International tour – Bruges
About the program
Mozart and Mendelssohn. When the routes of wunderkinder intersect… The first part of the concert is dedicated to Mozart. He wrote The Magic Flute in 1791, shortly before his death, and he himself conducted it at its 30 September premiere at the Theater auf der Wieden. Its overture eventually found its way into concert halls as well. The young Mozart, who was a splendid violinist, probably familiarized himself with the Italian violin concertos during his visits to Italy. While in Paris, he absorbed the influence of the French style of concerto, particularly the manner of the Italian-born G. B. Viotti. It was also under these influences that the 19-year-old composer wrote five violin concertos in a single year, in 1775. The most popular of these is probably the one in A major, now on the programme, which has received the sobriquet “Turkish”, because contemporaries felt one its episodes was oriental in mood.

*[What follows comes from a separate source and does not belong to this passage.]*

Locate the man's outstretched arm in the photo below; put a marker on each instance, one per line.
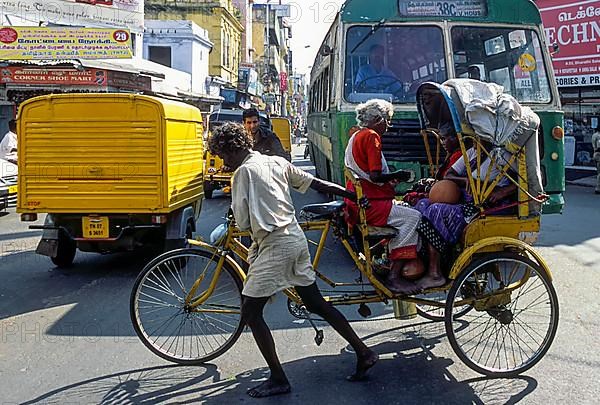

Without any special occasion, the 17-year-old Mendelssohn wrote an orchestral overture for Shakespeare’s A Midsummer Night’s Dream. The piece brought overnight fame to a composer who, despite his age, was well past his search for a direction—past, in fact, a series of brilliant works—and was a seasoned master. Sixteen years later, Prussian king Frederick William IV commissioned him to write incidental music for Shakespeare’s drama, and Mendelssohn complied in 1842-43. The piece, which was presented in Potsdam in October 1843, in the presence of the court and select guests, went on to be “compulsory” for productions of the play for a long time, and its suite version became a concert hall sensation. Our concert presents the complete incidental music.